BOSTON, November 6, 2001 -- A group of ten Earth scientists from New Mexico Tech currently are presenting results of their recent research projects at the 113th Annual Meeting of the Geological Society of America (GSA) in Boston's Hynes Convention Center.
In addition, one of the Tech researchers, Fred M. Phillips, professor of hydrology, is slated to receive the organization's prestigious "O. E. Meinzer Award," which is presented each year by the GSA Hydrogeology Division to the author of a published paper of distinction which advances the science of hydrogeology.
Approximately 6,000 geoscientists from around the world are in attendance at the week-long convention, titled Boston 2001: A Geo-Odyssey, which runs through Saturday, November 10.

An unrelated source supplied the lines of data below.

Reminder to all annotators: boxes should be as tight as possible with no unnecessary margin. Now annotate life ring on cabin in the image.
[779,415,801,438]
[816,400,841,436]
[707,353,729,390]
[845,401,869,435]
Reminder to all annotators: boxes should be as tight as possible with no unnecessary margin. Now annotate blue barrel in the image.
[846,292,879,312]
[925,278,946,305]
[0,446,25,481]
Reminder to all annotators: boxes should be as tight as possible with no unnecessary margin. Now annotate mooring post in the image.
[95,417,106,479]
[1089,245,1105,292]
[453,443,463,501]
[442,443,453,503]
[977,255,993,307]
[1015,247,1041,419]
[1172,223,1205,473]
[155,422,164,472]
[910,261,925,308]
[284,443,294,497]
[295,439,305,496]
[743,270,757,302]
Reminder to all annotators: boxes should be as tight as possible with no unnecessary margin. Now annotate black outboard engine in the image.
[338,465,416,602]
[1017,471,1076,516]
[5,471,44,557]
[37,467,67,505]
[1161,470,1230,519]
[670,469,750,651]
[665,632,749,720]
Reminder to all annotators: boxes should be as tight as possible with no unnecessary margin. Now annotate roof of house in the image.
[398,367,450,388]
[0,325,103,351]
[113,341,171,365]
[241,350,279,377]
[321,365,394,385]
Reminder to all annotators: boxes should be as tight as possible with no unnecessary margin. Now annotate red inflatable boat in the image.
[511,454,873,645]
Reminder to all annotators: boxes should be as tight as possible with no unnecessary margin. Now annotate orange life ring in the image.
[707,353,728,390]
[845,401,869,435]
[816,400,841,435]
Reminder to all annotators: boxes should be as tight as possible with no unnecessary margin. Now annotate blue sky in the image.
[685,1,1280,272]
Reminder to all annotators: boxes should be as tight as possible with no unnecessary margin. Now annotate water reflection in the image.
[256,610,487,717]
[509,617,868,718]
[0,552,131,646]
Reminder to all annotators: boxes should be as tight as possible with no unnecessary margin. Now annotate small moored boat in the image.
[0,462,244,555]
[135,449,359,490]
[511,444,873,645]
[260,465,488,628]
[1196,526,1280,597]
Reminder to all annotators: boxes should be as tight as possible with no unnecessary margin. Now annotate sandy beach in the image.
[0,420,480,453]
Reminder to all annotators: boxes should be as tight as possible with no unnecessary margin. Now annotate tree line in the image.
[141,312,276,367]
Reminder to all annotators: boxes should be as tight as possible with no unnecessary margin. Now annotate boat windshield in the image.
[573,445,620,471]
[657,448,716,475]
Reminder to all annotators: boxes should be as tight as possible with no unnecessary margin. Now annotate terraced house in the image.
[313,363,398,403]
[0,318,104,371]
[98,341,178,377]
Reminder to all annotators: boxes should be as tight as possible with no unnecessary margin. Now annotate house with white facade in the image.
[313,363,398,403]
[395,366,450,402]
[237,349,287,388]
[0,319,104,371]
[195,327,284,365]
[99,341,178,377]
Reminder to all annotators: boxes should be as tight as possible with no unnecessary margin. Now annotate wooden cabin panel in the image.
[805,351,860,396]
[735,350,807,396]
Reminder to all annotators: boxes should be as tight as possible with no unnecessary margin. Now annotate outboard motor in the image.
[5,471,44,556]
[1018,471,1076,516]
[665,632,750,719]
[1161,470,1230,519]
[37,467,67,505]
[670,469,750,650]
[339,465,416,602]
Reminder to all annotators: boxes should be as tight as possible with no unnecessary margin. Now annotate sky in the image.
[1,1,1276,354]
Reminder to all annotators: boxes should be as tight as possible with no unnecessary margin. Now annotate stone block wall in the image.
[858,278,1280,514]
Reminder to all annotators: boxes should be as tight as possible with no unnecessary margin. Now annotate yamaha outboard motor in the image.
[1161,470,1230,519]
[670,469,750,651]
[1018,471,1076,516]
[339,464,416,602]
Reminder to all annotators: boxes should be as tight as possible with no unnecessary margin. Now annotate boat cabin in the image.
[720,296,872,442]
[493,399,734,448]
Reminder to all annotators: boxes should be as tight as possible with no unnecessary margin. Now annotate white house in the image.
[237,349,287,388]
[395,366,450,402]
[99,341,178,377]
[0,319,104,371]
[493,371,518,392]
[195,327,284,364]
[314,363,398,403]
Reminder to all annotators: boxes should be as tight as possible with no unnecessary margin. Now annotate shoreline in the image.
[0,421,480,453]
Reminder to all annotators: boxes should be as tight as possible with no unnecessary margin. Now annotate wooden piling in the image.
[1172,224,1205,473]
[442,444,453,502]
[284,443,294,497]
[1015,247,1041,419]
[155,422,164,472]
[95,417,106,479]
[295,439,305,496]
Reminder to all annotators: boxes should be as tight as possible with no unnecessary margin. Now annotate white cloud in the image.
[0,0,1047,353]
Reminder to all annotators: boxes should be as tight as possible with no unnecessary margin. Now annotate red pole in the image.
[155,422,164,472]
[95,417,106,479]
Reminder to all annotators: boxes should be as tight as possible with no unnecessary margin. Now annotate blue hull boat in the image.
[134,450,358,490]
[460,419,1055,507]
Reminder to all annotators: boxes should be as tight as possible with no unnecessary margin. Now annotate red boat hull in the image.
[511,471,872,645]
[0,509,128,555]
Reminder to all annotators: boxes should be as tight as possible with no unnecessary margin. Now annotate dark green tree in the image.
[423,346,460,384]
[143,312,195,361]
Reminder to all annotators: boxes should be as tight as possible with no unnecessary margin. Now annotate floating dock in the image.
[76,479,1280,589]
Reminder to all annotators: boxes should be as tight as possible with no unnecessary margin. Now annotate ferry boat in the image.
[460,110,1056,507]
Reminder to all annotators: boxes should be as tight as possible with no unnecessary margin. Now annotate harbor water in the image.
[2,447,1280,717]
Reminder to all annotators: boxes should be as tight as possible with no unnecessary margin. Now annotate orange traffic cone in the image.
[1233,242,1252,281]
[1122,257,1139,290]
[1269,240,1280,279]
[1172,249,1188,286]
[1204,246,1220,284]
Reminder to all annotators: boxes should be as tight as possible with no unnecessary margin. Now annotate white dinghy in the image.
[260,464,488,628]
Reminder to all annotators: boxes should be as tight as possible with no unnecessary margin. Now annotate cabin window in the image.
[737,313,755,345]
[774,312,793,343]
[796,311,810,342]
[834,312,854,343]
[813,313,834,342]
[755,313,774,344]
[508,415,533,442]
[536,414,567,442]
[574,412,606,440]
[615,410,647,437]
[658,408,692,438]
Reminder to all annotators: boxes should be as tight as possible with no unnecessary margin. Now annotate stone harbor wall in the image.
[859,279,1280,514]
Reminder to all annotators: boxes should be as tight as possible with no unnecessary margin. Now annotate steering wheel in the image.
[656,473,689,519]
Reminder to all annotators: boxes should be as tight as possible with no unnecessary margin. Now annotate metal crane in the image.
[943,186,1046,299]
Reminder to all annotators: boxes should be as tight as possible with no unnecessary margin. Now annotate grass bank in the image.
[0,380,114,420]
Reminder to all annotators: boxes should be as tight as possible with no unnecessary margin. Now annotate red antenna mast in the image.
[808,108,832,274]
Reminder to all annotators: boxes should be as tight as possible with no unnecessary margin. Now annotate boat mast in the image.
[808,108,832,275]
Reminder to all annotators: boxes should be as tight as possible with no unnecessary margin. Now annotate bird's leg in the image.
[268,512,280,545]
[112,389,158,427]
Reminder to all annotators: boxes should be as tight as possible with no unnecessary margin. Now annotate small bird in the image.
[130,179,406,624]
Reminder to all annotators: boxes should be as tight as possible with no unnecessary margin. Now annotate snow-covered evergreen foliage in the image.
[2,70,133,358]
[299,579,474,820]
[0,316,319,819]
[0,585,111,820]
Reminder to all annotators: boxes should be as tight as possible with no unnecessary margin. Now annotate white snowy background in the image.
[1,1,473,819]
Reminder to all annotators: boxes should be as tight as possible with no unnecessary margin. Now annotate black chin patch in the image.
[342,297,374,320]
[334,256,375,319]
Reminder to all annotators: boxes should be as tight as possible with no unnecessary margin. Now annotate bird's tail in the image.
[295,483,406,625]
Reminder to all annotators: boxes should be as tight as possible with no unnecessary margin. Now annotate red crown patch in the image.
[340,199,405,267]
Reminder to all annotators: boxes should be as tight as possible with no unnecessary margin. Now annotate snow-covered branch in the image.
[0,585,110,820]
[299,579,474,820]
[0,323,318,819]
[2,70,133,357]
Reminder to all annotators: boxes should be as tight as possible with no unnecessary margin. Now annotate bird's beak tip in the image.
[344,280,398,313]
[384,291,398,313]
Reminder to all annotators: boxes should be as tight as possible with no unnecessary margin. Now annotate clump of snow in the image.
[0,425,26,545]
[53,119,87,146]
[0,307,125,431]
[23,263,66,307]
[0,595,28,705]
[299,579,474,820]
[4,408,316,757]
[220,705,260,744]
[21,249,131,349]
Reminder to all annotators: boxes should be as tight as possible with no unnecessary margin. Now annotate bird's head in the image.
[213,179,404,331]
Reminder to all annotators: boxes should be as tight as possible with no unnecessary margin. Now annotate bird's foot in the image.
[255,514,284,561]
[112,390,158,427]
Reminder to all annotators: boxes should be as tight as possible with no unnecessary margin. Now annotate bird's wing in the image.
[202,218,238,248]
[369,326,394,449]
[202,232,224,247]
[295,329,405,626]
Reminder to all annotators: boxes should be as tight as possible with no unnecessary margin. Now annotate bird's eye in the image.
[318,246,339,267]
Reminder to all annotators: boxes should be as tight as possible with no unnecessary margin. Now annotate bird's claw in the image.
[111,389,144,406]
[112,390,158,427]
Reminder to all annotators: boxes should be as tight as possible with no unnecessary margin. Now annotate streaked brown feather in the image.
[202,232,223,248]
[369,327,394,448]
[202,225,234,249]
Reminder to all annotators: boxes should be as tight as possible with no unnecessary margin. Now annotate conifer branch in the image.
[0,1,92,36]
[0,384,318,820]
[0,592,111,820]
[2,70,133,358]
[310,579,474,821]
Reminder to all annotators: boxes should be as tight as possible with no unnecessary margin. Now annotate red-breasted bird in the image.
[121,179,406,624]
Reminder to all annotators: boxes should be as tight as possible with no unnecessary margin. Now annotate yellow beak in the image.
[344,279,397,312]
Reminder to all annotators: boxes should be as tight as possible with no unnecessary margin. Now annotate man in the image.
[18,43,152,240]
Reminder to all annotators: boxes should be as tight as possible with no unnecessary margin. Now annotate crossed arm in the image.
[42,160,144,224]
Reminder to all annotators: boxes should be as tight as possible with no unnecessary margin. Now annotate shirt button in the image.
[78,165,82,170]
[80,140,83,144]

The New Mexico Tech researchers presenting research papers and talks at the international conference and the titles of their presentations are listed as follows:
- Laurel B. Goodwin, associate professor of geology, "Competency Contrast, Kinematics, and the Development of Foliations and Lineations in the Crust;"
- Mitchell Plummer, doctoral candidate, "Simulation of Alpine Glaciers as a Means of Interpreting the Glacial Record;"
- Robert S. Bowman, professor of hydrology and coordinator of the hydrology program, "Diffusion Coefficients of Hydrologic Tracers Measured by a Taylor Dispersion Technique;"
- John L. Wilson, professor of hydrology and chair of Department of Earth and Environmental Science (and previous O. E. Meinzer Award winner), "Gas Mini-Permeameters;"
- Benjamin J. Lechler, graduate student, "Operator Errors and Gas Permeability Measurements;"
- William W. Weiss, field petroleum engineer at the Petroleum Recovery Research Center (PRRC), "Artificial Intelligence to Reduce the Risk of Oil Exploration and Production;"
- Bruce J. Harrison, assistant professor of environmental geology, "The Pedogenic Record of Hillslope Erosion and Deposition Processes;"
- Gabriel M. Gomez, graduate student, "Pressure Fluctuations at Taca Taca Porphyry Copper, Northwest Argentina;"
- Gabrielle E. Kurth, graduate student, "Cosmogenic Nuclide Dating of Pluvial Shorelines in the Western Great Basin;" and
- Fred M. Phillips, professor of hydrology and this year's winner of the O. E. Meinzer Award, "Correlation of Sierra Nevada Continental and Pacific Marine Paleoclimate Records over the Last Glacial Cycle."
Established in 1888, the Geological Society of America provides access to elements that are essential to the professional growth of Earth scientists at all levels of expertise and from all sectors, including academia, government, business, and industry.